Monday, February 11, 2008

MySQL Cluster Features - what they are and what they do

There are currently four derivates of MySQL Cluster 5.1:
  • MySQL Cluster 5.1 - discontinued, don't use. It was an early version
  • MySQL Cluster 6.2
  • MySQL Cluster 6.3
  • MySQL Cluster 7.0
In this post I will explain what features exists where, what they do and what they mean and how they can be used.

The way to read it is as follows: Whatever is included in MySQL Cluster 5.1, is also in MC 6.2 and 6.3. Whatever is in 6.2 is also in 6.3 and so on.

What version you should use depends on what features you need. I recommend to use MySQL Cluster 7.0 (and the latest release of it).

Features in MySQL Cluster 5.1 - discontinued

Feature

Category

Included in version and later

Disk data support Kernel/MySQL 5.1
Asynchronous replication (geo redundancy) Kernel/MySQL 5.1
Variable size attributes Kernel/MySQL 5.1
Optimized Node Recovery Kernel 5.1
Online create index Kernel/MySQL 5.1
Batching of Insert/Select MySQL 5.1
Distribution awareness (direct APIs) Direct APIs 5.1

Features in MySQL Cluster 6.2

Feature

Category

Included in version and later

255 nodes (increased Cluster size) Kernel MC 6.2
Page allocation Kernel MC 6.2
Online Alter Table Add Column Kernel/MySQL MC 6.2
Micro GCP Replication MC 6.2
Slave batching Replication MC 6.2
Multiconnection optimization MySQL MC 6.2

Features in MySQL Cluster 6.3

Feature

Category

Included in version and later

Realtime extensions Kernel MC 6.3
Compressed Backup/LCP Kernel MC 6.3
Two Local Checkpoints Kernel MC 6.3
Parallel Node Recovery Kernel MC 6.3
Page de-allocation Kernel MC 6.3
Epoll Kernel MC 6.3
Optimize table Kernel/MySQL MC 6.3
Conflict detection/resolution Replication MC 6.3
Batching of Update/Delete MySQL MC 6.3
Distribution awareness (MySQL) MySQL MC 6.3

Features in MySQL Cluster 7.0

Feature

Category

Included in version and later

Multithreaded datanodesKernelMC 7.0
Online add node KernelMC 7.0
MS Windows Support (alpha)Kernel MC 7.0

Realtime extensions

The Realtime extensions make it possible to set realtime priority to the data node process and control on which CPU cores it should operate.
In environments with strong requirements on response times it is usually a good idea to enable the realtime extensions and tune the SchedulerExecutionTimer and SchedulerSpinTimer. Note - SchedulerExecutionTimer and SchedulerSpinTimer - does not have any effect if using MC70 and the multithreaded data nodes (ndbmtd).
Preliminary benchmarks (to be published here soon) indicates significantly lower response times (40% lower) and much more predictable response times.

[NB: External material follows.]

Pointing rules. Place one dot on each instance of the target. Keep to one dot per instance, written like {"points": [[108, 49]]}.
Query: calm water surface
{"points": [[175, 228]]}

Below is a baseline that can be set in config.ini (please not that I have left out the cpuids here. See below):

RealtimeScheduler=1
LockExecuteThreadToCPU=[cpuid]
LockMaintThreadsToCPU=[cpuid]
SchedulerExecutionTimer=80 (ms)
SchedulerSpinTimer=400 (ms)

Which CPU cores to bind to is very dependent on the enviroment (kernel, network adapters etc). Use cat /proc/interrupts to figure out which CPU ID that does not generate bulk of the interrupts on the network adapters.
In 7.0 and later, the LockExecuteThreadToCPU can be a list of cpus: E.g

LockExecuteThreadToCPU=0,2,4-7

or

LockExecuteThreadToCPU=0-3,5-7

or

LockExecuteThreadToCPU=0-7


Set LockExecuteThreadToCPU to lock the data node's main execution thread to that CPU. Lock the maintenance threads to some other CPU.

Compressed Backup/LCP

The space requirements of the backups and LCPs can be lowered by compressing the Backup and LCP.
However, compression costs CPU cycles and should only be used if the maintenance threads (file system threads) have been bound to a dedicated core, see (Realtime extensions). Enabling compression requires about 60% cpu time on that core.

The space saving is about 42% on completely random data. Thus in many cases it is probably more. Saving space is usually important in ATCA platforms.

To enable it, set the following in config.ini: (0=disable (default), 1=enable):

CompressedBACKUP=0|1
CompressedLCP=0|1

Parallel Node Recovery

Parallel node recovery enables more than one node at a time to perform node recovery. This means that all data nodes will restart faster in the case of multi-node failure.

Two LocalCheckpoints

Traditionally the data nodes are writing three LCPs before recycling the REDO-log. This features makes it necessary to write two LCPs before the REDO-log is recycled.

Disk Data Support

Too much to write here. Please see the reference manual.

Epoll

epoll is a new and improved way of handling many file descriptors. It is a cheaper way than using select/poll to find out if a fd has data to be read. Instead of doing a select and scanning through the fds (done by the OS), epoll can do this in constant. epoll is specific to Linux and has other names on e.g Solaris and FreeBSD. Currently, MySQL Cluster only supports this kind of functionality on Linux.

Optimize table

Current version of OPTIMIZE TABLE can defragment records in table which has DYNAMIC attributes (VARCHAR, VARBINARY , but also columns created with COLUMN_FORMAT DYNAMIC such as INT, BIGINT) because DYNAMIC attributes are stored on a separate page compared to FIXED attributes. Thus tables which has DYNAMIC attributes and are subject to INSERT/DELETE will be defragmented using OPTIMIZE TABLE, and freed pages will be returned to the page pool (DataMemory) and can then be reused by another table.

Page de-allocation

The memory allocator allocates one page at the time from the Page pool (DataMemory) to the table that needs it. If a page associated to a table becomes empty (e.g by DELETE) it will be returned to the page pool and can be reused by another table or the same. In earlier versions (5.0,5.1, 5.1 MC 6.2), DELETE does not release the pages associated with a table. DROP TABLE returns all pages to the page pool.
See Memory allocation and deallocation in MySQL Cluster for more details.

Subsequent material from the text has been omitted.